Fintech firms are traditionally thought of as innovators and disruptors when it comes to financial services UX. Startups use smoother customer journeys and intuitive apps to disrupt the business model of incumbents. But is that an accurate assessment of fintech’s effect on the industry? At Techonomy’s Accelerate Finance conference, CI’s Matthew Eschmann, Director of Research, Banking, Cards & Mobile Finance, discussed how the firms providing a leading customer experience aren’t necessarily the fintech innovators. Watch his summary of the state of UX in fintech:

Can a firm really be an innovator when its overall UX falls short of industry standards? Our research finds that, more often than not, fintechs finish in the bottom half of our holistic assessments. When we compare traditional bank, brokerage and credit card mobile app capabilities to those of fintechs, it’s the traditional firms that come out on top. In our latest assessment, all seven firms rating as above average are established firms. Six of the eight firms rating as below average are fintechs.

This chart shows that traditional often outperform fintechs in an overall capability comparison.
Fintechs fall short in our audits of mobile bank, credit card and brokerage firms

While fintechs have certainly altered user expectations in financial services, it may make more sense to think of fintechs as influencers rather than disruptors. Our research has consistently found that for years any innovations from bank, credit card and brokerage fintechs are quickly adopted by traditional firms. Fintechs influence the decisions of established players, rather than push them out of business entirely.

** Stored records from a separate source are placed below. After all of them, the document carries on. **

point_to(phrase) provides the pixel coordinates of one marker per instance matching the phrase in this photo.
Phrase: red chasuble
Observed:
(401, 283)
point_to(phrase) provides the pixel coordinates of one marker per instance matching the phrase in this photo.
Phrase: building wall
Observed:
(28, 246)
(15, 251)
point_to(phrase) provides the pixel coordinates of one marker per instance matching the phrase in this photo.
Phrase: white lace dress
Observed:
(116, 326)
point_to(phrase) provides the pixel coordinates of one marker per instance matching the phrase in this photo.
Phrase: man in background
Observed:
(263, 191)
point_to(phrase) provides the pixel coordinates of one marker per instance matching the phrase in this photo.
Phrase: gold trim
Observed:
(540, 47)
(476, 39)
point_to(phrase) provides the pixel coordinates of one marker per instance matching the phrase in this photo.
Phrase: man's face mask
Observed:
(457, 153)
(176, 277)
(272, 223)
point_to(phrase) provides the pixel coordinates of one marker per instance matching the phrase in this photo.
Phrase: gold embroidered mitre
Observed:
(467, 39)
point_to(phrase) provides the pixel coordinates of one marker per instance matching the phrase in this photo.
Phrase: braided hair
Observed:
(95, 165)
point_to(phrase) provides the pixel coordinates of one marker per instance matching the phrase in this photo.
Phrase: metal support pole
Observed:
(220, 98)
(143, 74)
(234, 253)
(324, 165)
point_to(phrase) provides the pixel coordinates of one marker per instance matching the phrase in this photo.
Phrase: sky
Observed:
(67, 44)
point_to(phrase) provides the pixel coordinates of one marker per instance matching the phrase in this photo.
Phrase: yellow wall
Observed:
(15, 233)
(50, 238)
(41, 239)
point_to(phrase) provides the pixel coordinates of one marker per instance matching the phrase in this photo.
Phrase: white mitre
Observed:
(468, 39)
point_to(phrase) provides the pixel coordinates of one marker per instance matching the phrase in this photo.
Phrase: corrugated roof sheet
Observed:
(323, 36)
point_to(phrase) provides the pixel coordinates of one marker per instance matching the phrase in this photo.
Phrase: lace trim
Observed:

This dynamic, of course, relies on established firms to monitor fintechs to see what innovations resonate with customers. Forward-thinking incumbents can allow fintechs to function as a sandbox for new ideas and then create their own offerings in response. Incumbents that are slow to adapt to changing customer expectations, however, will be left behind–surpassed both by incumbents that adapt and by the fintechs themselves.